Mientras devoraba los ocho capítulos de ese fantástico reality a medio camino entre un fin de semana en una casa rural, una novela de Agatha Christie y La noche de los castillos que es Traitors (HBO Max), además de sufrir por cada adversidad a la que se enfrenta mi amigo Juan Sanguino —vuelvo a escribir de un amigo y con el posesivo como lo diría Isabel Pantoja, discúlpenme—, postrarme a los pies de la perspicacia de Leo Margets y replantearme el eterno debate “ropa interior debajo del pijama, ¿sí o no?” gracias a Abril Zamora, pensé mucho en Telecinco.
En el tanatorio, es de mala educación discutir cómo habría que haber salvado al muerto, pero de la muerte televisiva se puede volver, así pues, se vale aportar soluciones al destronamiento de Telecinco. No es difícil concluir que a una programación tan entretejida como la de la cadena amiga le faltan nuevos personajes con los que alimentar esas tramas transversales de las que beben todos sus programas, y que la mejor manera de incorporarlos es a través de buenos realities.
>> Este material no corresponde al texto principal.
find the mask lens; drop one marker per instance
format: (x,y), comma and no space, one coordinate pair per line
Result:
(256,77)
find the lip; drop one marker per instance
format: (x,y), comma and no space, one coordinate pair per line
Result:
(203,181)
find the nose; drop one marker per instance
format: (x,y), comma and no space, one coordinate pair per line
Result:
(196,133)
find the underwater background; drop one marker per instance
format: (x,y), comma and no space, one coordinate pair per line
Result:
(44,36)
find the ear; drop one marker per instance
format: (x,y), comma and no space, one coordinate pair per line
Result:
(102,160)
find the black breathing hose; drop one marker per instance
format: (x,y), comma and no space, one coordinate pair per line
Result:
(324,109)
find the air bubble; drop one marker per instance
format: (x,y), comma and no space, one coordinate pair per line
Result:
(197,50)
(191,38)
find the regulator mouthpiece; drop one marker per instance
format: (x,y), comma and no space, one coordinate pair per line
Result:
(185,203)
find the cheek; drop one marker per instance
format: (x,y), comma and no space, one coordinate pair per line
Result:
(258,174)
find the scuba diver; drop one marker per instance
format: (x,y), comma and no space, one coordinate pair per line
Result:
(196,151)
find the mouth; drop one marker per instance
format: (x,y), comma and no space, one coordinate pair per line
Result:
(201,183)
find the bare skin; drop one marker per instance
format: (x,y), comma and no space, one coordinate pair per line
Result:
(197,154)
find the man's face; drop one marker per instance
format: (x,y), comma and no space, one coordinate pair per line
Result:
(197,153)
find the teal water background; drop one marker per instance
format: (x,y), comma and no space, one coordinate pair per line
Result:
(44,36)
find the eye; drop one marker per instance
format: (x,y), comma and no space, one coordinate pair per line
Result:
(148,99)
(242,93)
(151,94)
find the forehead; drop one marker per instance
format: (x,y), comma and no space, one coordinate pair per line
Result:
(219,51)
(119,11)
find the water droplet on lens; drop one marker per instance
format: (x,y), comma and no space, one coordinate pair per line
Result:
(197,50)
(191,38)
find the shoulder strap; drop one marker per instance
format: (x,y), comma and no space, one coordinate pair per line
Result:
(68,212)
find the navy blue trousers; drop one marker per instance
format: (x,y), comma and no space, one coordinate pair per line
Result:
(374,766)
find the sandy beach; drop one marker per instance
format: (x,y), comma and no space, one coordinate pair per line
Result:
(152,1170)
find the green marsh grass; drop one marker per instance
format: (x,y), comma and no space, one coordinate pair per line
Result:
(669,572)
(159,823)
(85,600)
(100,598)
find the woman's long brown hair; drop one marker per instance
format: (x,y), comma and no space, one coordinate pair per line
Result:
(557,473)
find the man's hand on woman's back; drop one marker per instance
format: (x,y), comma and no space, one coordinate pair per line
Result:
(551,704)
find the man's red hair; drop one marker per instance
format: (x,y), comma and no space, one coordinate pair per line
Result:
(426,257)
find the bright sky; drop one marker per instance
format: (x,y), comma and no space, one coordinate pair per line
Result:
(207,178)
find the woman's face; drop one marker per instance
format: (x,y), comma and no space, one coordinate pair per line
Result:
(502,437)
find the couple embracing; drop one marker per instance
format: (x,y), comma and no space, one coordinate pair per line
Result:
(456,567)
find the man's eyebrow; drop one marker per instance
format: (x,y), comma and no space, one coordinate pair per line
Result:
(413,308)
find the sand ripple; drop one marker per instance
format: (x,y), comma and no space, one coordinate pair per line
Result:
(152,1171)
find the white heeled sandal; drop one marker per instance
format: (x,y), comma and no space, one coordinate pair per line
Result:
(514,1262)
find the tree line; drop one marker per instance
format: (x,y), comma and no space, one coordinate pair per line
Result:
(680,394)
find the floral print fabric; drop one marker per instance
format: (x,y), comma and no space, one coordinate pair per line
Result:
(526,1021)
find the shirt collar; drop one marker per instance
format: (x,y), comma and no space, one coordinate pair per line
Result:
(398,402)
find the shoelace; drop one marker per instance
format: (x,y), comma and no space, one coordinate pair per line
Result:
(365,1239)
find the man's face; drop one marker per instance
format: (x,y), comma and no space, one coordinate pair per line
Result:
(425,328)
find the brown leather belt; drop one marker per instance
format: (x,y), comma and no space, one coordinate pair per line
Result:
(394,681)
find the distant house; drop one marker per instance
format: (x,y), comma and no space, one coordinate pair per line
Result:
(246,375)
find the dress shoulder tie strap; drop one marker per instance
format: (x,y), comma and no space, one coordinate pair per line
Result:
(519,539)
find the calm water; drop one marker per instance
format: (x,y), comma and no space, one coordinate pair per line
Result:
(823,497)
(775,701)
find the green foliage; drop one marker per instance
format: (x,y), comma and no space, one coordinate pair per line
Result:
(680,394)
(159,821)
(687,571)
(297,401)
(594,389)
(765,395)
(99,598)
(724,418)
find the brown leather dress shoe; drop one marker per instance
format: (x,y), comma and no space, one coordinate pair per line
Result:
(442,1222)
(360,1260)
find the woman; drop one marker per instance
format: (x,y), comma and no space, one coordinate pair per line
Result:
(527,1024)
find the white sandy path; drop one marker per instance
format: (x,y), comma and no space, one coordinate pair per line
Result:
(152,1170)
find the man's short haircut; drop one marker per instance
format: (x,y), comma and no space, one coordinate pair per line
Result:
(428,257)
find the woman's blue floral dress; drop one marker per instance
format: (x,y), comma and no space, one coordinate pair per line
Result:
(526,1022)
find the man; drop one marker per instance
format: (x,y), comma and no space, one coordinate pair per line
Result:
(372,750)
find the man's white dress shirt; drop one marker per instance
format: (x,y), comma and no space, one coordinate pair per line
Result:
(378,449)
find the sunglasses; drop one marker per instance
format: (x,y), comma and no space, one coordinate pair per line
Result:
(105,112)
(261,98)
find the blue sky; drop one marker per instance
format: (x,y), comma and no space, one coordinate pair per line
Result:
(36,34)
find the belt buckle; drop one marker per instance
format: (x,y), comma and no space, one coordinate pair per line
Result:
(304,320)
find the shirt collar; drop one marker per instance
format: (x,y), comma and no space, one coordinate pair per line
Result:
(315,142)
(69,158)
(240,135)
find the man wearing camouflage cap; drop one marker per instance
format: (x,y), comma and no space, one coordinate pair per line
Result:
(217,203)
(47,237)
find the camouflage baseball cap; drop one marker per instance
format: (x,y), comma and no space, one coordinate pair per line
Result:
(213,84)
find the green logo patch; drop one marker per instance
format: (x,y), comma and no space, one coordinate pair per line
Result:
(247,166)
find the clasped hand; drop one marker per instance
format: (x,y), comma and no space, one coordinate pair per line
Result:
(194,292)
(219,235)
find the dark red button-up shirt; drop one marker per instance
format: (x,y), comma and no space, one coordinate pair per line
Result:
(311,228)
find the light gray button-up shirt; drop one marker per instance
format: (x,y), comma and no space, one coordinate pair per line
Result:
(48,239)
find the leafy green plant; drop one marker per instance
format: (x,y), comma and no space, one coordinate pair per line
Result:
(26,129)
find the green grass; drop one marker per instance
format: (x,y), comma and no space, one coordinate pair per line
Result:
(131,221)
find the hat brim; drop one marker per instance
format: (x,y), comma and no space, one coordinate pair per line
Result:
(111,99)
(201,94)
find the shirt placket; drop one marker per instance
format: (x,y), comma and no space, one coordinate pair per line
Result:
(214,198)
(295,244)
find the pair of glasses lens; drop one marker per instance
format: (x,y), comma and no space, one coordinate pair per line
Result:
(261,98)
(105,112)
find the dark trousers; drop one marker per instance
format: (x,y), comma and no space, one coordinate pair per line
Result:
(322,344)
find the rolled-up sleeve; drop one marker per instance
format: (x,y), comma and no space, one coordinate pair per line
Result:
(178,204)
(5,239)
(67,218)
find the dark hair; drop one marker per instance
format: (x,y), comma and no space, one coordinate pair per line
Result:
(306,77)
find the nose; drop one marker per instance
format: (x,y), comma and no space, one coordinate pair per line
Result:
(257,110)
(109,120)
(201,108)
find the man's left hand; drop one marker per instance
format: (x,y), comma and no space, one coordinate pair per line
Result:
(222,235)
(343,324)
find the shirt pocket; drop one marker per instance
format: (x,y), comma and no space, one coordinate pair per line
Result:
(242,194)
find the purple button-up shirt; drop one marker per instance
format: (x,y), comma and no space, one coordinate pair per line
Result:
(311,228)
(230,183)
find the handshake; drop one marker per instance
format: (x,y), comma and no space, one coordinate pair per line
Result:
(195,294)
Lo mío no es interés por que el primogénito de Mediaset recupere el liderazgo de audiencia, es más bien querencia por la tele generalista. A un reality en plataforma, por muy bueno que sea, y Traitors lo es, le desluce la ausencia de simultaneidad en la emisión. El paso a la madurez sexual de cualquiera pasa por asumir en carnes propias que el orgasmo simultáneo no aporta nada y que tal vez el único a preservar es el que sientes, como decía Woody Allen en Maridos y mujeres, cuando el juez te da el divorcio. Pero ay en la tele. La tele es todo a la vez en todas partes y es mucho más gozoso llegar a la vez.